In a webinar on Thursday sponsored by Government Executive and Northrop Grumman, Dr. Doug Maughan, director of the cybersecurity division at DHS, said the department is moving forward on 11 recommendations released in October by the Homeland Security Advisory Council’s Task Force on Cyber Skills to effectively recruit, retain and train mission-critical cybersecurity professionals.

DHS is moving forward on defining cybersecurity roles and tasks, maintaining an authoritative list for these tasks and evaluating its talent inventory and ensuring that it has the current and future skills capacity to accomplish certain cyber tasks, Maughan said.

“As you can imagine in today’s cybersecurity environment, your skills can quickly become out of date if you don’t keep a training regimen for the future,” Maughan said.

As part of the second objective, DHS also has established a departmentwide organization to address the cyber skills shortage, and has been pairing that effort with the agency’s human capital office to help streamline the federal hiring process for cybersecurity talent.

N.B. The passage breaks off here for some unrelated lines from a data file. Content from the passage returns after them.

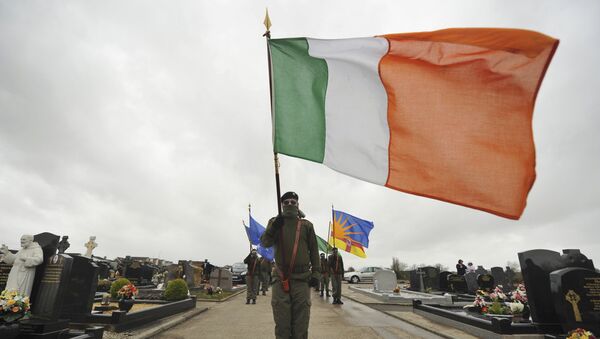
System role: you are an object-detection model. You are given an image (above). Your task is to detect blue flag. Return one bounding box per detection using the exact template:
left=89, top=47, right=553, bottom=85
left=246, top=216, right=265, bottom=245
left=245, top=216, right=275, bottom=261
left=256, top=245, right=275, bottom=261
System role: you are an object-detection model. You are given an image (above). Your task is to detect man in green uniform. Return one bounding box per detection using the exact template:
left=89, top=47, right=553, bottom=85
left=244, top=249, right=260, bottom=304
left=260, top=257, right=273, bottom=295
left=327, top=247, right=344, bottom=305
left=260, top=192, right=320, bottom=339
left=321, top=253, right=329, bottom=298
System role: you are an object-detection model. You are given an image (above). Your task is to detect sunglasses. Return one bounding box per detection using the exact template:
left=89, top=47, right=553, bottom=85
left=281, top=199, right=298, bottom=206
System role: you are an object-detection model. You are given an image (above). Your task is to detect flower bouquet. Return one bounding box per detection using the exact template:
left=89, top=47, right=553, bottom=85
left=117, top=284, right=138, bottom=312
left=0, top=290, right=31, bottom=323
left=0, top=290, right=31, bottom=339
left=567, top=328, right=596, bottom=339
left=117, top=284, right=138, bottom=299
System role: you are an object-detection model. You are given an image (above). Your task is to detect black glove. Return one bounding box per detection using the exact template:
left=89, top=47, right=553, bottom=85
left=273, top=214, right=284, bottom=230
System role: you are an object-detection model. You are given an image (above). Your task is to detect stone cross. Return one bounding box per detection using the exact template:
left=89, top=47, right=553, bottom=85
left=565, top=290, right=581, bottom=322
left=84, top=235, right=98, bottom=258
left=417, top=270, right=425, bottom=292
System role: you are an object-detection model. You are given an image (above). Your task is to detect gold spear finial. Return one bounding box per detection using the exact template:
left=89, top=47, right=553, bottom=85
left=263, top=8, right=271, bottom=32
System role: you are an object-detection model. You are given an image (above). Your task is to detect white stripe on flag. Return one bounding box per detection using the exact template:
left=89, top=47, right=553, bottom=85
left=307, top=38, right=390, bottom=185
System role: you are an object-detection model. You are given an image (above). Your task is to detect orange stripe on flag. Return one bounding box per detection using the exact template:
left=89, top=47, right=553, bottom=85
left=379, top=29, right=558, bottom=219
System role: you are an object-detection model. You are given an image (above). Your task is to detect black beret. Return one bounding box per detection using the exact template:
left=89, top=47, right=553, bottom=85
left=281, top=192, right=298, bottom=201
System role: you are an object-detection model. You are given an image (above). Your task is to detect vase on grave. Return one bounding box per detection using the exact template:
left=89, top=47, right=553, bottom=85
left=119, top=299, right=135, bottom=312
left=0, top=321, right=19, bottom=339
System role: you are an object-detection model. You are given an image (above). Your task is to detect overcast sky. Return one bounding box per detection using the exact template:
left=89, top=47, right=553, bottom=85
left=0, top=0, right=600, bottom=274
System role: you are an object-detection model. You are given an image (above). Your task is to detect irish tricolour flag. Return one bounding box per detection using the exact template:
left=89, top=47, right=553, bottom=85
left=269, top=29, right=558, bottom=219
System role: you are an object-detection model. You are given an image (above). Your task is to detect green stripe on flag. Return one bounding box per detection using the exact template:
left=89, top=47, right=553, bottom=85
left=269, top=38, right=327, bottom=163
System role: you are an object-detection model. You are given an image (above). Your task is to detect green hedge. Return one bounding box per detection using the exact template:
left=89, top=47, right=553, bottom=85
left=110, top=278, right=131, bottom=299
left=165, top=279, right=188, bottom=301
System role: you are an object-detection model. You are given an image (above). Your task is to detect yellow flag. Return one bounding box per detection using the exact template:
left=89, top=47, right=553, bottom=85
left=263, top=8, right=271, bottom=31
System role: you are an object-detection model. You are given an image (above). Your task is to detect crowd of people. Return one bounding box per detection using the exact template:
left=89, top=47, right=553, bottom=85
left=244, top=192, right=344, bottom=338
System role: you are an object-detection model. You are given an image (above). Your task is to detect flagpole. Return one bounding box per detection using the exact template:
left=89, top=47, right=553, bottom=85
left=248, top=204, right=252, bottom=252
left=242, top=219, right=252, bottom=251
left=331, top=204, right=336, bottom=248
left=263, top=8, right=281, bottom=215
left=325, top=221, right=335, bottom=258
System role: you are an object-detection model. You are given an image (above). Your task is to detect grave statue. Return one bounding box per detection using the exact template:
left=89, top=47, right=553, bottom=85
left=0, top=235, right=44, bottom=296
left=58, top=235, right=71, bottom=254
left=83, top=235, right=98, bottom=258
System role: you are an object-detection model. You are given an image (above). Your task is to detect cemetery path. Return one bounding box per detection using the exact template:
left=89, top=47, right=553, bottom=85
left=154, top=291, right=441, bottom=339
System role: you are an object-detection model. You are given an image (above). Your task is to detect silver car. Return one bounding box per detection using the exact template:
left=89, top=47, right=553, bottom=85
left=344, top=266, right=383, bottom=284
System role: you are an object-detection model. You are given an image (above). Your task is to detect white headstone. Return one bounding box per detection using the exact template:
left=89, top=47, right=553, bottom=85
left=373, top=270, right=398, bottom=292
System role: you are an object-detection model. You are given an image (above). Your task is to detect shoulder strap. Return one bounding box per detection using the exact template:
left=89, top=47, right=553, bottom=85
left=288, top=219, right=302, bottom=276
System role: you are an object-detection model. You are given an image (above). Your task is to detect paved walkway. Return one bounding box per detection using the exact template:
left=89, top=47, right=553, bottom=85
left=154, top=284, right=450, bottom=339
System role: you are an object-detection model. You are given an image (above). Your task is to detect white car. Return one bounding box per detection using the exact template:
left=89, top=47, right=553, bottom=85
left=344, top=266, right=384, bottom=284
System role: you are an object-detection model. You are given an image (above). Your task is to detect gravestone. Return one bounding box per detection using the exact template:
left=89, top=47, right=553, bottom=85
left=30, top=232, right=60, bottom=305
left=0, top=258, right=16, bottom=291
left=61, top=255, right=98, bottom=320
left=373, top=270, right=398, bottom=292
left=519, top=249, right=594, bottom=330
left=421, top=266, right=440, bottom=291
left=475, top=265, right=489, bottom=275
left=464, top=272, right=479, bottom=294
left=191, top=261, right=204, bottom=287
left=31, top=254, right=73, bottom=320
left=123, top=259, right=142, bottom=285
left=179, top=260, right=194, bottom=288
left=505, top=266, right=515, bottom=289
left=95, top=261, right=111, bottom=279
left=138, top=264, right=158, bottom=285
left=448, top=274, right=469, bottom=293
left=490, top=266, right=511, bottom=292
left=209, top=268, right=233, bottom=291
left=550, top=268, right=600, bottom=334
left=409, top=270, right=421, bottom=291
left=477, top=274, right=496, bottom=291
left=440, top=271, right=452, bottom=292
left=164, top=264, right=181, bottom=286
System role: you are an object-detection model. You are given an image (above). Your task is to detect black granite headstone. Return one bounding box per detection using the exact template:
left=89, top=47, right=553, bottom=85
left=475, top=265, right=489, bottom=275
left=519, top=250, right=594, bottom=328
left=408, top=270, right=421, bottom=291
left=30, top=232, right=60, bottom=305
left=464, top=272, right=479, bottom=294
left=440, top=271, right=452, bottom=292
left=31, top=254, right=73, bottom=320
left=421, top=266, right=440, bottom=291
left=477, top=274, right=494, bottom=292
left=448, top=274, right=469, bottom=293
left=61, top=256, right=98, bottom=319
left=490, top=266, right=510, bottom=292
left=139, top=264, right=158, bottom=285
left=179, top=260, right=194, bottom=287
left=0, top=261, right=12, bottom=291
left=125, top=260, right=142, bottom=285
left=550, top=268, right=600, bottom=334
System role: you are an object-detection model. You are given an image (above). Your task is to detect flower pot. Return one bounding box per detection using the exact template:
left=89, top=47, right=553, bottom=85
left=0, top=322, right=19, bottom=339
left=119, top=299, right=135, bottom=312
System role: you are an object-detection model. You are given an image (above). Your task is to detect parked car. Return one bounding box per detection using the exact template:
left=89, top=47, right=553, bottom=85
left=231, top=262, right=246, bottom=284
left=344, top=266, right=384, bottom=284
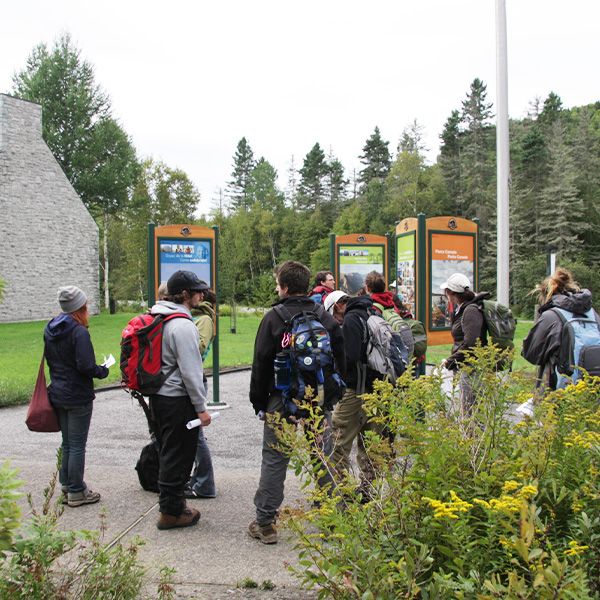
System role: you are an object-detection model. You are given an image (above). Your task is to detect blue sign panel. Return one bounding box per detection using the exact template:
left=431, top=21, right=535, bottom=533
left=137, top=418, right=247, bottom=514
left=158, top=238, right=213, bottom=287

“We obviously have a ways to go on that, but with cybersecurity and the attention it’s getting in our department and in the government in general, we are looking very deeply at a hiring processes that need to change,” he said.

DHS also is attempting to expand and change the pipeline of cyber professionals by working with community colleges, secondary schools and universities; organizing cybersecurity competitions; and working with the Veterans Administration to potentially train up veterans in the cybersecurity field, Maughan said.

Finally, the department is directing the majority of its direct hire authority in IT to hire 600 employees with mission-critical skills. It also is establishing a Cyber Reserve program that will allow it to tap retired DHS cybersecurity workers to help during “surge times,” Maughan added.

“What we have done is established a residency program with some of our operational organizations within the department,” Maughn said. “Our goal is to get the students into an operational environment where they can both learn and demonstrate operational skills, all aimed at trying to get them cybersecurity jobs in the future.”

Tony Sager, former chief operating officer at NSA and director at the SANS Institute, said a key factor in attracting cyber talent is the government’s ability to demonstrate that these careers have upward growth potential. “Federal employees, especially those in technology areas, are proud to say they could make more money any day but are happy serving the country,” Sager said. “But most federal employees don’t believe the system is looking out for them.”

Sager also encouraged agencies, particularly in times of tight budgets, to figure out how they can scale their resources across government. Most agencies, for example, do not have the resources for a large intern program, but they may be able to partner with other agencies to share resources including cyber interns and staff, he said.

Managers also have to get over the mindset that they have better knowledge or stronger skills than their younger counterparts, Sager said. “The manager is no longer the all-knowing wizard who teaches the youngsters all of these great skills,” he said. “Now, these young guys have a lot more information on current technologies than I do.”